Infer.NET user guide : Learners : Bayes Point Machine classifiers : The Learner API
Once a Bayes Point Machine classifier is instantiated and set up, it is trivial to train. Let's imagine your training data lives in an object called trainingSet of type SqlInstanceSource and provides both features and ground truth labels. Let's further imagine you have already implemented the native data format mapping for SqlInstanceSource. Then, to train the Bayes Point Machine classifier on trainingSet, we write
Sometimes features and ground truth labels live in different objects. Let's say the labels are given by an instance of SqlLabelSource called trainingSetLabels and SqlInstanceSource only provides the corresponding features (via trainingSetFeatures). Given the appropriate mapping for SqlInstanceSource and SqlLabelSource, training looks as follows:
At this point, the classifier will call the mapping methods to obtain the instances, features and labels of the training set. Then, it will create and run the Infer.NET message-passing algorithm. At this stage, the Infer.NET compiler would typically generate the training algorithm from the underlying probabilistic model. In the Bayes Point Machine classifiers, however, all inference algorithms are precompiled for fast execution of both training and prediction.
Very often, new training data becomes available only after one has trained a classifier. Often, this happens repeatedly, meaning the classifier needs to be trained again and again. The naive approach to this problem is to merge all available training data and train a classifier on larger and larger training sets. Such an approach is very costly, of course.
Alternatively, one may train the classifier incrementally. Incremental training sequentially updates the classifier, using only the newly available information. It hence is a very efficient way to learn as it does not require to revisit previously seen data. In fact, this is a simple consequence of Bayes's theorem, which essentially tells us how to update our belief about a quantity of interest in the light of evidence.
More concretely, you call
to incrementally train a Bayes Point Machine classifier on a new training set otherTrainingSet.
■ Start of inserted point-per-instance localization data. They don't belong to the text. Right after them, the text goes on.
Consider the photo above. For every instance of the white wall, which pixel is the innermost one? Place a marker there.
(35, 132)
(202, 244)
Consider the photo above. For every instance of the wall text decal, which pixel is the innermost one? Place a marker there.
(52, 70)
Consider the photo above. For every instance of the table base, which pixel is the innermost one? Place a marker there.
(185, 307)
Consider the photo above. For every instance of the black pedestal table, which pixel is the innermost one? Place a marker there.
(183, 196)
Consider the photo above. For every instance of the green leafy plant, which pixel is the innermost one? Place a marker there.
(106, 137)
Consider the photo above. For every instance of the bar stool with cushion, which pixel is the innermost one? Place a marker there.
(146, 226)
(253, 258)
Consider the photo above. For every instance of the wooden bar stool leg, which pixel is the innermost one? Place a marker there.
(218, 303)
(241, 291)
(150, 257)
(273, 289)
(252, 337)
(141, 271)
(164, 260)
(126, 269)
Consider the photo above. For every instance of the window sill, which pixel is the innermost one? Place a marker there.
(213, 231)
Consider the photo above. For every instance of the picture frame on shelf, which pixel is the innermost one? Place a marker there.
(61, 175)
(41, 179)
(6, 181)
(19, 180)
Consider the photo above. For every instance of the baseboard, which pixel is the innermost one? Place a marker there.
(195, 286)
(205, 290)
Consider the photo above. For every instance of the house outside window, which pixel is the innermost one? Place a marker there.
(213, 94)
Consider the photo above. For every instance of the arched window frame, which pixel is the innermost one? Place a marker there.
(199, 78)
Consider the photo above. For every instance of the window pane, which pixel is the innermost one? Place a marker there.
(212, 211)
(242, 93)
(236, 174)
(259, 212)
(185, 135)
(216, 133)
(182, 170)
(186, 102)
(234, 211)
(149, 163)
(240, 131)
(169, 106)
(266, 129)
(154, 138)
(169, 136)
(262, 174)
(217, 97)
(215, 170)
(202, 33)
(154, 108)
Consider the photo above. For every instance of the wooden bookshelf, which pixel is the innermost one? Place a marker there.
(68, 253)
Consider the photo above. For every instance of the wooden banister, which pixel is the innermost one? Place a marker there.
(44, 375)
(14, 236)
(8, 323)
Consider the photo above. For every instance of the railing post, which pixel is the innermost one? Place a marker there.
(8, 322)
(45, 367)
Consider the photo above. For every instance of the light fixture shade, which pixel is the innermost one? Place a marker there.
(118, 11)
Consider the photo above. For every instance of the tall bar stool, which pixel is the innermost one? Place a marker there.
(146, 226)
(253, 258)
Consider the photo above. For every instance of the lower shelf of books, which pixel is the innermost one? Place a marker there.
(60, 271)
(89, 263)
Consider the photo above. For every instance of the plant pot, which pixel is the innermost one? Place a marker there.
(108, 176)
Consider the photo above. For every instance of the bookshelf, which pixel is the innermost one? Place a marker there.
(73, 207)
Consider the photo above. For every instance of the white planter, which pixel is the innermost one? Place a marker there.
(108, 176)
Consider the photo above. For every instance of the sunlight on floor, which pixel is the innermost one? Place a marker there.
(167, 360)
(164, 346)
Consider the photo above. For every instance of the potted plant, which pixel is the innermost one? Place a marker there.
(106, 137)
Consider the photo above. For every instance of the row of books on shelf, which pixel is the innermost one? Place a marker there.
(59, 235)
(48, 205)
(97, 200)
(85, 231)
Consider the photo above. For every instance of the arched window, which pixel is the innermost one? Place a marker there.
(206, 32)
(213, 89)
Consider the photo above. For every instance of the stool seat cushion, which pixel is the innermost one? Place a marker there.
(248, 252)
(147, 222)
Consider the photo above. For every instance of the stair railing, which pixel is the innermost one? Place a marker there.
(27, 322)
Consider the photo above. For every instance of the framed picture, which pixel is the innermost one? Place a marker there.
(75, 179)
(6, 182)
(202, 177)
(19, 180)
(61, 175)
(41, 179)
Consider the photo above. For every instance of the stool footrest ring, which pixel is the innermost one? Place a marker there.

Obviously, you can repeat this process every time new labelled data becomes available. The only caveat is that the feature set is determined by the mapping and cannot be changed during training. This means that features which were unknown when the classifier was created will be ignored later on during incremental training.
Batched training allows learning from data which is split into batches, mutually exclusive and collectively exhaustive subsets of training set instances. Since it is possible to learn from a batch of instances at a time, batching limits memory consumption and makes it possible to learn from very large datasets.
In contrast to incremental training, which does not revisit training sets, batched training assumes the availability of all batches at training time and cycles through all of them in each iteration of the training algorithm. While this guarantees that batched and conventional training arrive at precisely the same results, this comes at a price: Batches usually need to be moved in and out of memory, which is computationally costly. In addition, the training algorithms of the Bayes Point Machine classifiers need to reconstruct messages every time a batch is switched, which is often even more expensive. For these reasons it is recommended to avoid batched training, if possible.
To switch to batched training, simply change the default value of the BatchCount setting prior to training (or incremental training). To disable batched training, set BatchCount back to 1.
Of course, it is possible change both the IterationCount and the BatchCount settings between individual training runs. This means you can run 20 iterations of batched incremental training after 100 iterations of non-batched incremental training, say!
The evidence or marginal likelihood is a measure of how likely the data is under the given the model. Model evidence is hence extensively used to compare or select models. In contrast to other approaches, evidence computation does not require a hold-out set for validation purposes, but can be computed for the training set.
To compute model evidence, you need to activate the ComputeModelEvidence setting prior to training:
Then, after training,
will get you the natural logarithm of the model evidence (for the specified training set). Note that model evidence can only be computed for the first training run and not during incremental training. It can be computed during batched training, however.